I’m a popular gal. Rubens, Titian and Veronese also captured my fleshy likeness but unlike them, Velazquez doesn’t actually show my face. I like it that way, as my immortal self never ages. And you know as well as I do that my fairness is nigh impossible to convey.
Clever Velazquez used the Venus effect, creating the optical illusion that I am looking at myself. This is technically impossible given the angle of the mirror. Perhaps Velazquez simply wanted my rapturous beauty to be in your mind’s eye rather than in his. Am I am looking at you, or am I looking at my maker?

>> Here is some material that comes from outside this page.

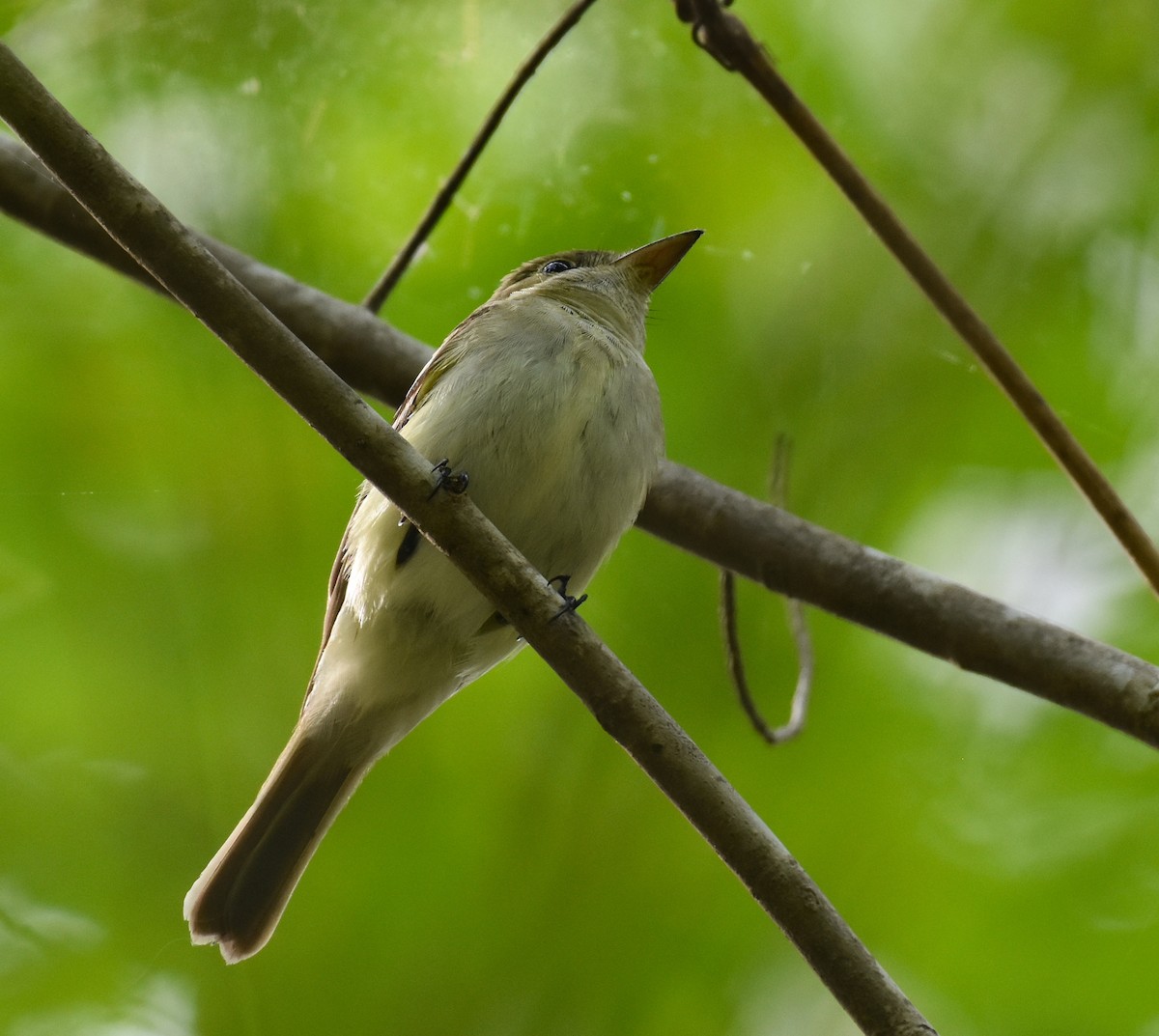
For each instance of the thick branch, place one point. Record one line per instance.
(719, 524)
(727, 39)
(177, 260)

People say I am sumptuous, mysterious, powerful, enigmatic and sexy. Do you like what you see? I fancy my tush is the best one in town, but some people don’t approve of my saucy self being at the mercy of the world’s gaze. It’s a miracle I even exist, as the Spanish Inquisition forbade such a flagrant show of flesh. But Velazquez painted this for a private collector, and it never saw the light of day in court. And besides, Philip IV was a secret hoarder of nudes, so he probably would have been ok with my dishevelled self.
From 1682 to 1688, I went to live with the art collector and Casanova, Gasper Méndez de Haro. He also owned a Titian and a Tintoretto, no less. I then resided with Charles IV of Spain’s bestie, Manuel de Godoy, who hung me next to two Goyas. Well, we all know who the star of the show was.

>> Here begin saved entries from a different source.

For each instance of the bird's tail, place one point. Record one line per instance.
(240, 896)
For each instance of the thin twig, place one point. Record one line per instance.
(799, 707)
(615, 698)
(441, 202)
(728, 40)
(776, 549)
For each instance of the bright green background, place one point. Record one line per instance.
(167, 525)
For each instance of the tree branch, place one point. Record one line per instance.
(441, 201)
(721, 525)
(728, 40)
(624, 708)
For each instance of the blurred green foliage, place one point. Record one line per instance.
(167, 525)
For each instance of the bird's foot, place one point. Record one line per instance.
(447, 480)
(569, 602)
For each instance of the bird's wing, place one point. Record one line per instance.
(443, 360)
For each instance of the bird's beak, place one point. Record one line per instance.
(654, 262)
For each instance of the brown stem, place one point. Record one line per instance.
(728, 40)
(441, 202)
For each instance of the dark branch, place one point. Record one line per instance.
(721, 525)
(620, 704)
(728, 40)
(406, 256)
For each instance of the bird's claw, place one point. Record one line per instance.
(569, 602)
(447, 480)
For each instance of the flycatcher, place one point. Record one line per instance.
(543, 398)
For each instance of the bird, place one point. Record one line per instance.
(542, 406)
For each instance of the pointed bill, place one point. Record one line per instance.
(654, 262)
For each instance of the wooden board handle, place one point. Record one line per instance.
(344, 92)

By 1813, I was hanging out at Rokeby Park in county Durham. Then in 1905, Art Fund UK raised the money so that my splendiferous curves could be relocated to the National Gallery. I was sold for a whopping £45,000. His Majesty King Edward VII even contributed £8000 towards me (well, we know how much he liked his ladies!) The Daily Express dubbed me the “Nation’s Venus:” I was the most expensive acquisition to-date for the National Gallery.
I was shaken and a little stirred by what happened to me in 1914. It was just after 10am and I was perched on an easel in Room 17. Mary Richardson or “Slasher Mary” as she would come to be known, entered the National Gallery with a meat chopper concealed in her clothes. One of the attendants in our room heard smashing of glass and believed that a skylight above had shattered. Instead, it was my protective covering that was smashed. She then went on to slash my neck, my back and the curve of my celestial hip.

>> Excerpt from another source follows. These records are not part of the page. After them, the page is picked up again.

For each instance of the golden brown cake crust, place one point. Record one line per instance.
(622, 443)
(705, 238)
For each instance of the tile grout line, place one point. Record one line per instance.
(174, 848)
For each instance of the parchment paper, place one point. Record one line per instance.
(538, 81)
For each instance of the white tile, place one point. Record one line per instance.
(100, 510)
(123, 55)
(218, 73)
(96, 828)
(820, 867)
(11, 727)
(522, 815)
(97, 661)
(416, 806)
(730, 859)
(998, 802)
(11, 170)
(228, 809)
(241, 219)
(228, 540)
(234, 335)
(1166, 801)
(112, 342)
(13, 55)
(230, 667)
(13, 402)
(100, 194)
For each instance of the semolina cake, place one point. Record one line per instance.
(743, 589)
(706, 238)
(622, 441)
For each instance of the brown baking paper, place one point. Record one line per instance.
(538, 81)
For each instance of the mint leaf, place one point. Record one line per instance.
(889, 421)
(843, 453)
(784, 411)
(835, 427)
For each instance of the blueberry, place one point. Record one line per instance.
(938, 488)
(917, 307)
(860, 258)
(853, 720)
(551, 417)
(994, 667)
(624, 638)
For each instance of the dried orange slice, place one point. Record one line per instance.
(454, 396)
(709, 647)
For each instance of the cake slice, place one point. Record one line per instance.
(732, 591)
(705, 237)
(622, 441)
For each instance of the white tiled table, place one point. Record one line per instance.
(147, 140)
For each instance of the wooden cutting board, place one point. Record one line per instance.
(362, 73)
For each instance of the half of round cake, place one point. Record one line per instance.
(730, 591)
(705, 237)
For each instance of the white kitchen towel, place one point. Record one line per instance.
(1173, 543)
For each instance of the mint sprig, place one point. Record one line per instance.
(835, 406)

Mary Richardson was restrained and arrested, and sentenced to 6 months in prison for attempting to destroy me. Fellow suffragette Emmeline Pankhurst had been arrested the day previous, and Richardson claimed this to be a retaliation. She later confessed that she didn’t like the way male visitors looked at me all day.
I rather like the attention, if I’m honest. I wish Richardson hadn’t lacerated me so, but I do sympathise with her cause. Great women have to stick together. And in any event, I was brilliantly restored by Helmut Ruhemann, (thank you Helmut). You would be hard pressed to see any of my old wounds.
“I have tried to destroy the picture of the most beautiful woman in mythological history as a protest against the government for destroying Mrs Pankhurst, who is the most beautiful character in modern history.” (Mary Richardson on the Rokeby Venus)
The suffragettes would carry on their destructive campaign with 14 further attacks, including works at the Royal Academy, the British Museum, the National Portrait Gallery and the Manchester Art Gallery.
“I have been a student, and perhaps care as much for art as anyone who was in the Gallery on Tuesday morning, but I care more for justice than I do for art” (Mary Richardson on the Rokeby Venus)
The long and short of it is, the National Gallery was closed for two weeks after this mischievous incident. Of course, that’s a drop in the ocean compared to how long we’ve been closed since these blasted lockdowns have started.
I’m bored and I’m lonely, and I miss all you lovely people staring at me through my looking glass. Hopefully, you will be back soon. And when you are, look but don’t even think about touching. I might have to set my Cupid on you if you get any fresh ideas.
You can find the Rokeby Venus and her sidekick, Cupid, in Room 30 at the National Gallery in London.